Monday, March 06, 2006

The Oscar Race, Part the Sixth: Hell Hath No Fury

Having given myself some sleep and a morning to recover from last night's upset, I remain FURIOUS at the Academy. I arrived at the Oscar party I attended last night announcing that should Crash win Best Picture I would personally go on an assassination mission to Los Angeles; apparently I'm going to have to eat my words. I think I'm going to start with hate-blogging, then move on to hate mail and take it from there.
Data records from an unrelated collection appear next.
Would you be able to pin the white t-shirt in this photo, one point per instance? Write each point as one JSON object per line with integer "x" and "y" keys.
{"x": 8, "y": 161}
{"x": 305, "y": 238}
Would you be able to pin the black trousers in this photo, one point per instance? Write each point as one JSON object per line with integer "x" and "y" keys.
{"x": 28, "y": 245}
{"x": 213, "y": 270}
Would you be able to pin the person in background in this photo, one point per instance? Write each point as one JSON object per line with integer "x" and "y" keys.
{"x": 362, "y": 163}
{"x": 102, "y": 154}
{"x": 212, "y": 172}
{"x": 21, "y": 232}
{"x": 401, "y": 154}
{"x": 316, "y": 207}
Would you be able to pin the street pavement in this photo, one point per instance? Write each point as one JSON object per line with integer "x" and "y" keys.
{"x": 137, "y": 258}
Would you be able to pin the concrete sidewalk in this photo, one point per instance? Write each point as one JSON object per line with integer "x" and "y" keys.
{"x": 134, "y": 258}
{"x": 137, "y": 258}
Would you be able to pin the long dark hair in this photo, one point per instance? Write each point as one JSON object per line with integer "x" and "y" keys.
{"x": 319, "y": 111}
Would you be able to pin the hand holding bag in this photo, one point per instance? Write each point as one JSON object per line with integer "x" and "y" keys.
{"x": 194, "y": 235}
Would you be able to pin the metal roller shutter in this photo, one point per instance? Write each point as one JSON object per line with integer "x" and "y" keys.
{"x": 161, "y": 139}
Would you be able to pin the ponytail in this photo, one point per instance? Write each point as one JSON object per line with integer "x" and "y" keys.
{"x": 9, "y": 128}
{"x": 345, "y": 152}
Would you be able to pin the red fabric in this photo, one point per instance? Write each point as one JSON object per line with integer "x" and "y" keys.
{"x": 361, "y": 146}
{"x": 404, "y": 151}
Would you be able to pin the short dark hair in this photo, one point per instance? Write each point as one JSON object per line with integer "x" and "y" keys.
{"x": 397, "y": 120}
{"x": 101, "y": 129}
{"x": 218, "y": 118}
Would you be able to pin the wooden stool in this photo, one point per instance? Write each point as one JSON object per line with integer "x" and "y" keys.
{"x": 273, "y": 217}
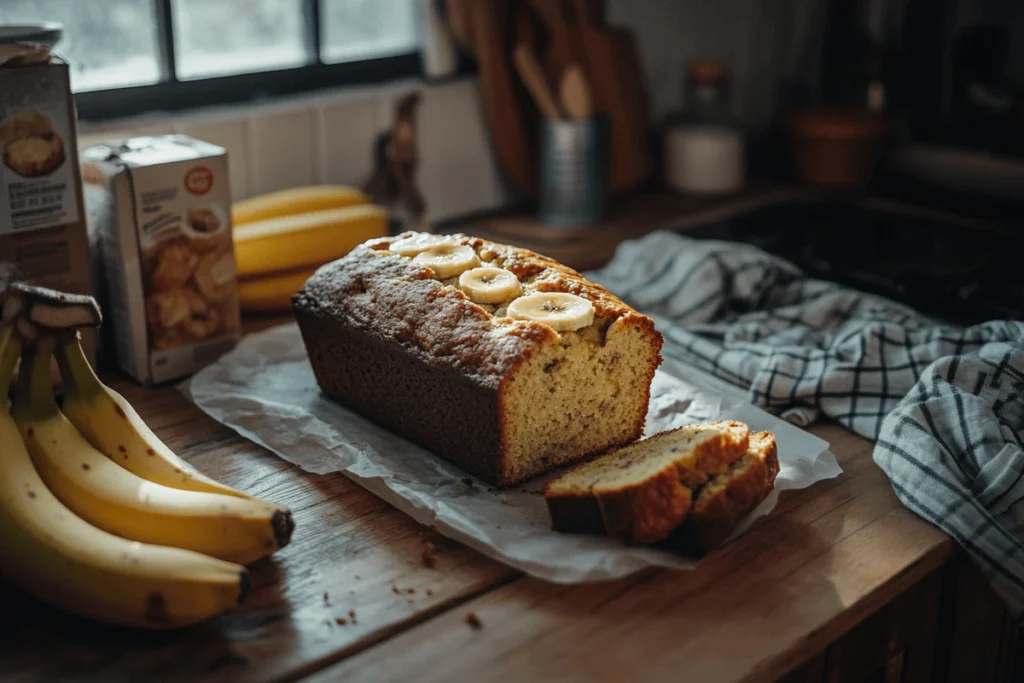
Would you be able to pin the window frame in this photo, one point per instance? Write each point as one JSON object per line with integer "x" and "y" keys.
{"x": 172, "y": 94}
My reasons for loathing Crash I have already written, but it needs to be emphasized once again that THIS FILM IS NOT HONEST ABOUT RACISM. In fact, THIS FILM IS NOT HONEST, PERIOD. Racism is much deeper than an open exchange of racial slurs and racially motivated violence. Racism is not about one-to-one correspondences of value between your good and your bad actions. Racism doesn't get neutralized because other people are also racist, or because you also love other people. The state of race relations in America is far more complex and far more insidious than that film is, and even if one attempts to take it as a parable, even if one chooses to ignore the idiocy of there being two cops on patrol in the entire city of Los Angeles and one Asian couple in the entire city of Los Angeles, even if one believes that the film was trying to show us the "essence" of American racism rather than a realistic portrait thereof, one still find the problem of neutralization. Actions exist in context, contexts like character or social life that extends beyond 48 hours of one's life, and without a true understanding of context there is no motivation, and without motivation any isolated act is as good or as bad as any other.
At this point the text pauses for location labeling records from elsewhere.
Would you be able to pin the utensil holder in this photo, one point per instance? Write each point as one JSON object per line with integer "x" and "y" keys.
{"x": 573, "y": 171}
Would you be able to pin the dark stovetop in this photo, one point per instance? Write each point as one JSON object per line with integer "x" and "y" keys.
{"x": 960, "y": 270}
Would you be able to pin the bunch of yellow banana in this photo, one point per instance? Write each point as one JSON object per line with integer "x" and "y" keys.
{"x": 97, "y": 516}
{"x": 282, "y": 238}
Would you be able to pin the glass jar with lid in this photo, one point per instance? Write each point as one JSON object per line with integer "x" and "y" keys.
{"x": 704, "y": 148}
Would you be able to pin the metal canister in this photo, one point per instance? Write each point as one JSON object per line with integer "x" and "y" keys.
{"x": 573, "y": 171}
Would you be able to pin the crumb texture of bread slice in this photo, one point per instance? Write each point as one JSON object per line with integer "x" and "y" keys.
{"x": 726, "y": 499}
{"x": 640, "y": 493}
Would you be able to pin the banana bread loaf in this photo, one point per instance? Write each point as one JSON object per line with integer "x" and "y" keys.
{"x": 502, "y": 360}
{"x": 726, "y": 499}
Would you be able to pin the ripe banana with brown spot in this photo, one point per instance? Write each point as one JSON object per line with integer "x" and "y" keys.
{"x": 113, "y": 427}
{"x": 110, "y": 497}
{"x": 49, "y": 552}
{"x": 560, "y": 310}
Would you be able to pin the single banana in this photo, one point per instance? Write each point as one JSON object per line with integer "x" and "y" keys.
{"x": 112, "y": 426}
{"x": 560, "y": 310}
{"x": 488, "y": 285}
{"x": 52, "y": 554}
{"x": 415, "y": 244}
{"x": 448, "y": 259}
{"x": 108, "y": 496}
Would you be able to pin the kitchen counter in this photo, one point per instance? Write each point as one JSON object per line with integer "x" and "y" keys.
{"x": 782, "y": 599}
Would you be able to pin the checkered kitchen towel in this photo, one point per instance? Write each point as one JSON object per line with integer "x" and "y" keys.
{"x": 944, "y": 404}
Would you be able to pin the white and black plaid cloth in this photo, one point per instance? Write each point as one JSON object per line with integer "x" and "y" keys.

Bottom line: a film without characters cannot be honest. And anybody who thinks Crash had characters is projecting and deluding themselves.

Especially Roger Ebert.

Brokeback Mountain is an honest film. It may not be honest about Homophobia-with-a-capital-H, but it is honest about the story of its two characters, about the time and place and situation they live in, and how that changes and changes for each of them. I am not about to claim it as a perfect movie, though I think I found it the best of the nominees. But I'd rather honor a movie that made amazing artistic choices and succeeded with many of them that a movie that people who live in L.A. and sometimes experience racism voted for because it was set in L.A. and is about racism.

Friend upon friend, before and after the ceremony, has told me that the Oscars don't matter. And it's true that they take themselves far too seriously in the public eye, as evidenced by the inability of most members of the Academy to laugh at Jon Stewart when he mocked their elitism. The Oscars are fundamentally a system in which you're honored by your peers, and for some reason a lot of other people are interested in it too. But I'm ashamed of those peers, and they *do* have a responsibility to the other people who are watching for whatever reason. To reward Crash not only excuses but honors sloppy artistry and sloppy thinking. We should all have higher standards, even for a circle jerk.

3 Comments:

At 11:19 PM, Blogger Meridith said...

"We should all have higher standards, even for a circle jerk."
-The Quotable Gemma, Third Edition

 
At 2:32 AM, Anonymous Anonymous said...

I don't want to give in to cynical cliche, but there was some well-documented coverage of a multi-million dollar campaign to promote Crash as an Oscar contender. More was spent on the campaign than was spent on making the movie. Defamer.com did some cheeky reportage regarding: the hope is that an Oscar win will increase DVD sales. Yup.

 
At 3:40 PM, Anonymous Anonymous said...

I want to blame Hollywood for their embrace of this movie, but it's not their fault alone. As is my wont, I blame Oprah. She made one of her infallible pronouncements in favor of this movie, and I have little doubt that she had some influence in the movie's success.

Accord from the Oprah-bots on this matter was swift and blind (and hilarious), as is evidenced on her message board dedicated to this movie.

My favorite quote from a post:
"I went to this movie alone. On purpose. I brought lots of Puffs. And scheduled nothing before or after the viewing. I knew that I was about to face myself."